THE National Human Rights Commission (Komnas HAM) is supported by the law but has little or no chance in facing the Indonesian Military (TNI). During the course of investigating former and current army members who are suspected of involvement in the kidnapping of activists, only one out of the 23 summoned personnel is willing to testify.

On the other hand, only three out of 61 civilians summoned have refused to testify, all of the police personnel have complied with the summons, including former Police Chief, General (ret) Dibyo Widodo.

Komnas HAM has tried everything in its power to summon the army personnel. The first summons, sent by special courier, failed. Several personnel have moved away, one security guard refused to receive the summons, and one district official refused to deliver the letter.

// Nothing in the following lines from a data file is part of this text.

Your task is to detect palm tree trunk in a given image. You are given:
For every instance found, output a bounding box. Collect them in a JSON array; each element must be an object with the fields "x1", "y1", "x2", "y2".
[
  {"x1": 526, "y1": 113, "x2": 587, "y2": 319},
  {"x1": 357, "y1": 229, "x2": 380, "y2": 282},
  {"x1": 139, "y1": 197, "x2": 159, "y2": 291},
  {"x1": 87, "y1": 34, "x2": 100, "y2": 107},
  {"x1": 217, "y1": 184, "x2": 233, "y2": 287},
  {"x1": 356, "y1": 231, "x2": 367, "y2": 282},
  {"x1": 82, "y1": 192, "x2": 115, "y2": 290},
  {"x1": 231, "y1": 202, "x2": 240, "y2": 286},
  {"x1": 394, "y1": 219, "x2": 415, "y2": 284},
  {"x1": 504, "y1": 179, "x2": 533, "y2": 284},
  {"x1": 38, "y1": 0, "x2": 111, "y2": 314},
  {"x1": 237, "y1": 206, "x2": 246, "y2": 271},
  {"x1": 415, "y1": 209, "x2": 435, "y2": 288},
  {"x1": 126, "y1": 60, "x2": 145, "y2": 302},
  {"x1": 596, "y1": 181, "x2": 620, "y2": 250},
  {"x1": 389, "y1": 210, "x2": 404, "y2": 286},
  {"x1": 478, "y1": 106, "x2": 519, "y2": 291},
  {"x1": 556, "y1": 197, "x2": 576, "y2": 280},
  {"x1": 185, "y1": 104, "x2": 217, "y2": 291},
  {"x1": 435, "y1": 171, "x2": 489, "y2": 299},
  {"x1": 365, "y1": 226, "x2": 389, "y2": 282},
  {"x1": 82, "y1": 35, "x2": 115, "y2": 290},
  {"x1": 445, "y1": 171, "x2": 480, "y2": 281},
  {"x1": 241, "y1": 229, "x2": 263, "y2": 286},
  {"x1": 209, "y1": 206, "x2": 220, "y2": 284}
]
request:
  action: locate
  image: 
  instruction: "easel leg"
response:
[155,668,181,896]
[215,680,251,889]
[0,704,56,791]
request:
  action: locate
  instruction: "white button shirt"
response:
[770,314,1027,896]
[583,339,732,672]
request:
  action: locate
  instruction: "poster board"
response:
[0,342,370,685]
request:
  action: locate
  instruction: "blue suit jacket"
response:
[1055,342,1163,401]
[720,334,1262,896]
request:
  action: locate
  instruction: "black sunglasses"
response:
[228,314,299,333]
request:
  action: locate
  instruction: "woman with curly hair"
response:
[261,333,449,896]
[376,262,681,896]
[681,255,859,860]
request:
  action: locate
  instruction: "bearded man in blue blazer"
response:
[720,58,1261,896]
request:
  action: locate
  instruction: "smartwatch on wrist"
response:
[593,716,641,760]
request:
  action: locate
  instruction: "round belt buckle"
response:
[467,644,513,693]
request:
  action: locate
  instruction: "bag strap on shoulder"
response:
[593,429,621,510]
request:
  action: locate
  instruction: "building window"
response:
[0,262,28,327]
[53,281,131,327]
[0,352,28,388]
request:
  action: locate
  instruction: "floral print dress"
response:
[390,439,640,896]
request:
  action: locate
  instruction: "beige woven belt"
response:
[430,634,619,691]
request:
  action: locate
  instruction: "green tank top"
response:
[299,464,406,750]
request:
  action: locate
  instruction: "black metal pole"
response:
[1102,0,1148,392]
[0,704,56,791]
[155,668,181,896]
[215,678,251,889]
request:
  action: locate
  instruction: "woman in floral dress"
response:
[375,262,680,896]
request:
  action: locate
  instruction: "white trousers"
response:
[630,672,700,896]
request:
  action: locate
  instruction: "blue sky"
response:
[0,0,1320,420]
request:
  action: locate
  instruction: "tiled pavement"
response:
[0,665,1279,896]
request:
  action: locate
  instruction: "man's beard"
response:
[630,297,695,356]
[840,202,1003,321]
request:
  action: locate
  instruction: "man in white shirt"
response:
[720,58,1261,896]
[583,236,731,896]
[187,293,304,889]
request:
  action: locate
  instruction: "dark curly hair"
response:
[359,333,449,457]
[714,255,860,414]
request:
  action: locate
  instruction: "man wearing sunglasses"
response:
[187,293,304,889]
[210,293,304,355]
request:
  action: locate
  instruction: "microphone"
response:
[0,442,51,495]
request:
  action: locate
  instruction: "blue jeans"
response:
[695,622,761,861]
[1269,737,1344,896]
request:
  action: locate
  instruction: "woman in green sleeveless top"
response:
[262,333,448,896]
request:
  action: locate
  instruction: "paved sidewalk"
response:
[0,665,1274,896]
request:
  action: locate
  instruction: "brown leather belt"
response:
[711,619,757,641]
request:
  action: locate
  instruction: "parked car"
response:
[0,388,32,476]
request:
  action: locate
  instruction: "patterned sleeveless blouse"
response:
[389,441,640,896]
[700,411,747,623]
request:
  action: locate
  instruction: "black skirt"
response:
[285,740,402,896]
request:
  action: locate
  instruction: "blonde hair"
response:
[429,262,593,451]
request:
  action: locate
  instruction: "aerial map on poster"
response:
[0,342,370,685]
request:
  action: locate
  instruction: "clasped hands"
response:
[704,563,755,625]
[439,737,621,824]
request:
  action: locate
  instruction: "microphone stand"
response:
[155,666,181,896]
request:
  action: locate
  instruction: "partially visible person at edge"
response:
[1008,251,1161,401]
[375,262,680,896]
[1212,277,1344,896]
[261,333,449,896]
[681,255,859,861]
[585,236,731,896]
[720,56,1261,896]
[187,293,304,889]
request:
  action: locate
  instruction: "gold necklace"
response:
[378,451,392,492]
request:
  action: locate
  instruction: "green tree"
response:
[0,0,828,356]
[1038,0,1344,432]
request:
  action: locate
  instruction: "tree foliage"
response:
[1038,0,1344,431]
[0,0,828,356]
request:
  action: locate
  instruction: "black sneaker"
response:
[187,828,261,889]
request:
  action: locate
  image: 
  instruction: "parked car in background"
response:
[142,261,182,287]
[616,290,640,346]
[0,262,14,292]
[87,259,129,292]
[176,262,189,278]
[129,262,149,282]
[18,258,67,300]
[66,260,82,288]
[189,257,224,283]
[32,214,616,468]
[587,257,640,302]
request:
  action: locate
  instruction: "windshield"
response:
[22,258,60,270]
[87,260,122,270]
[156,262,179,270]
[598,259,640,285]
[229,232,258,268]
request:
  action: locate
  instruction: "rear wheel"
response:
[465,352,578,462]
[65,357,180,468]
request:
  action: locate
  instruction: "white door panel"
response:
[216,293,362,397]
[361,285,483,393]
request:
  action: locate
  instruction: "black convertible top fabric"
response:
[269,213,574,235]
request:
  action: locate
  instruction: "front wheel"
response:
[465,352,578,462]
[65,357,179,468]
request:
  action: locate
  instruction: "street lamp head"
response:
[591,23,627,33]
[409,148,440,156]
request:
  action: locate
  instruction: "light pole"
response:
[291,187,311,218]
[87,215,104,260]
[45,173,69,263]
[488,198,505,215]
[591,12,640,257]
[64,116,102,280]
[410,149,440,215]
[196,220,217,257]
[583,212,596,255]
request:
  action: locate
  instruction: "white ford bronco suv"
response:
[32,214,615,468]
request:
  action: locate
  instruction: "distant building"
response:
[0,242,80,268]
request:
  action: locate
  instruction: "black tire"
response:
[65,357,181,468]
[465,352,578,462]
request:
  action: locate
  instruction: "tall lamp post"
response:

The only officer who obeyed the first summons was Lt. Gen. (ret) Yusuf Kartanegara, a former member of the Officers’ Honor Council which investigated Prabowo Subianto and Muchdi Pr. Komnas HAM failed to extract further information from Kartanegara. “In most of his responses he claims to have forgotten details of the incidents,” said a member of the Komnas HAM ad hoc investigation team.

The second summons was sent. The summons were re-sent to those with completed addresses, and for those with unclear addresses the summons were sent to their authorities, and for the ones with unknown addresses, the summons were displayed at the Komnas HAM information board.

No response. Komnas HAM then sent a letter to the TNI Commander in Chief, Marshal Djoko Suyanto, to arrange a meeting for discussing how to call on those personnel. Djoko answered through the Legal Establishment Service: a House of Representatives (DPR) recommendation must be required before Komnas HAM can start the case investigation.

Undeterred, Komnas HAM asked the Jakarta District Court to petition an active officer and five other army officers who were suspects in the cases. However, the court refused the request because a forced summons can only be executed in an investigation.

Why do the army officers resist the summons? Army spokesperson, Colonel Ahmad Yani Basuki, told Tempo there was no resistance. The TNI personnel are merely following the already established law in such cases. The investigation of human rights abuse cases requires the recommendation of the government and the army is obeying this stipulation, he said.